Dan Lee (of Hooded Fang and Phèdre) has too many twisting melodies floating around his head for just one or two projects. And so this solo project is back after six years for an album of apocalyptic electro-funk. It’s a mix of electronics and live instrumentals, influenced by hip-hop production and dark sci-fi.
Sparse and sultry R&B is the name of the game from this up-and-comer. Savannah Ré has the right names behind her, with mentorship from local production heavyweight Boi-1da and a big co-sign from Jessie Reyez. She’s also worked behind the scenes as a songwriter with artists like Babyface, Daniel Caesar and Wondagurl. Her debut EP as a solo artist is out this fall.

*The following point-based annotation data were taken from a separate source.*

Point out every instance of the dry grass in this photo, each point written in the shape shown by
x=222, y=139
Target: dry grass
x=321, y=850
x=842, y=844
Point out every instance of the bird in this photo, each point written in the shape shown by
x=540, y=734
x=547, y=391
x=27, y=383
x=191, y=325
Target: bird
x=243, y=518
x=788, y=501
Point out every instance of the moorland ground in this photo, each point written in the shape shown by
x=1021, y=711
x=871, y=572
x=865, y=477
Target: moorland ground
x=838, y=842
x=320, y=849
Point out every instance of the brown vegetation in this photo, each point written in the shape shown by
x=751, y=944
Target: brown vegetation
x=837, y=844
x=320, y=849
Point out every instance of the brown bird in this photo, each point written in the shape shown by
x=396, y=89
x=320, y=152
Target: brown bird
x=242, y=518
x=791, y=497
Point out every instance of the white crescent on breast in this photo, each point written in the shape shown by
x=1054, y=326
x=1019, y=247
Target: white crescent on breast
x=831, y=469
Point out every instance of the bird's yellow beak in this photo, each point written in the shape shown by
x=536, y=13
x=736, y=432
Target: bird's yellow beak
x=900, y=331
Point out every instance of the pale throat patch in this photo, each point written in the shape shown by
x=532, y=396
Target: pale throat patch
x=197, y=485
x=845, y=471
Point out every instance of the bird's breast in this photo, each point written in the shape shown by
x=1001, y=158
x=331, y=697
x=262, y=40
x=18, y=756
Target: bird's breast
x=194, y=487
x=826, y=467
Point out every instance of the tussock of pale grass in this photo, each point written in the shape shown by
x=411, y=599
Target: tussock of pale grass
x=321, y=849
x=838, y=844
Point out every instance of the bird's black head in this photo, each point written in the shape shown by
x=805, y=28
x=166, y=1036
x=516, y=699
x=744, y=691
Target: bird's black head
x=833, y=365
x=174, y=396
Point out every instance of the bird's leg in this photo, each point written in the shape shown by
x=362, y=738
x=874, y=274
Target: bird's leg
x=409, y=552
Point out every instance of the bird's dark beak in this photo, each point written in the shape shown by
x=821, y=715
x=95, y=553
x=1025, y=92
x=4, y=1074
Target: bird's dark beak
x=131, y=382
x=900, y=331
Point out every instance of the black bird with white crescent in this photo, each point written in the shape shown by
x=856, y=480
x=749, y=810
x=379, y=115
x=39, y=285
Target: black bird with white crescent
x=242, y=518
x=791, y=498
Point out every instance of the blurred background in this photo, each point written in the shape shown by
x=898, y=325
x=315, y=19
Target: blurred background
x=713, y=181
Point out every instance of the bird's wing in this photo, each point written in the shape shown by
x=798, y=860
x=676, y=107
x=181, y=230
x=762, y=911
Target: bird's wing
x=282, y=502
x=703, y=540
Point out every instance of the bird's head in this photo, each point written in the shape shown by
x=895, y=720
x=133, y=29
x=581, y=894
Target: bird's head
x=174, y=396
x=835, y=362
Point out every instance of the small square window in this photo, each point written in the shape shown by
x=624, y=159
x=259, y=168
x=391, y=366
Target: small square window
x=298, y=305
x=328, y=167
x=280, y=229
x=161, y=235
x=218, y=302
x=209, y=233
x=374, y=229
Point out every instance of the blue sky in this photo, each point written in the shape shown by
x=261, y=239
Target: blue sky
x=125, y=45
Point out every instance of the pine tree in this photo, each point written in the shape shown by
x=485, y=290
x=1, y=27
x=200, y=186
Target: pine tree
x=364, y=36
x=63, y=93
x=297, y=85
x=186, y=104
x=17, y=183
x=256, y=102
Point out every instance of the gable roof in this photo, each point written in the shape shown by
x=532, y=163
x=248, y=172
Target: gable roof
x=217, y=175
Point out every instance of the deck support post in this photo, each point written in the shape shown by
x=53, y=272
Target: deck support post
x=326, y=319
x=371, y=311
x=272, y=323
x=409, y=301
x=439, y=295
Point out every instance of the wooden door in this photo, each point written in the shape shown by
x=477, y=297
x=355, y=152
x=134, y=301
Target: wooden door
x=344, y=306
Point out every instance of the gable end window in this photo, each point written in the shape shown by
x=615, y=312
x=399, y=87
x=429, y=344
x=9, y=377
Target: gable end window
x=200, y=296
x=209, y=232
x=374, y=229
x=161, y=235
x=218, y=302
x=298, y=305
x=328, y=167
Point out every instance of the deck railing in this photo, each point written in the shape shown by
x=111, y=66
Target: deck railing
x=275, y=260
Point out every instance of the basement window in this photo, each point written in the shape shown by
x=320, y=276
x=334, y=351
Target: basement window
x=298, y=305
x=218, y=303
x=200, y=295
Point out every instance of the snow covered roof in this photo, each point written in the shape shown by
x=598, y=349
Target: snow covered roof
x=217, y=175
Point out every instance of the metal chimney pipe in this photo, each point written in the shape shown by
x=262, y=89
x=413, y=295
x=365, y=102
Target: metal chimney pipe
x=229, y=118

You can always count on Sloan, Canada’s power-pop tone-setters for the last few decades. Not much info on their just-announced upcoming album yet, but they’ve got a first single, Silence Trumps Lies. Guess who it’s about? They put the Can in CanRock, avoiding easy “cheeto” and “Drumpf” put-downs and giving the president an almost literary treatment: “You’ve never been accused of being curious. Put your private vanity away.”
And don’t miss the recent posthumous release from Matthew Grimson, either. The late songwriter got a double release for his lost classic Prize For Writing from Sloan’s Chris Murphy and Joel Plaskett. Get it here.
Is there ever not a new Drake album on the horizon? This one includes the Lil Durk-featuring single Laugh Now Cry Later, a song with a bit of a throwback Drake feel. Maybe hanging out in his gaudy new Toronto house has given him some nostalgia for the old city days.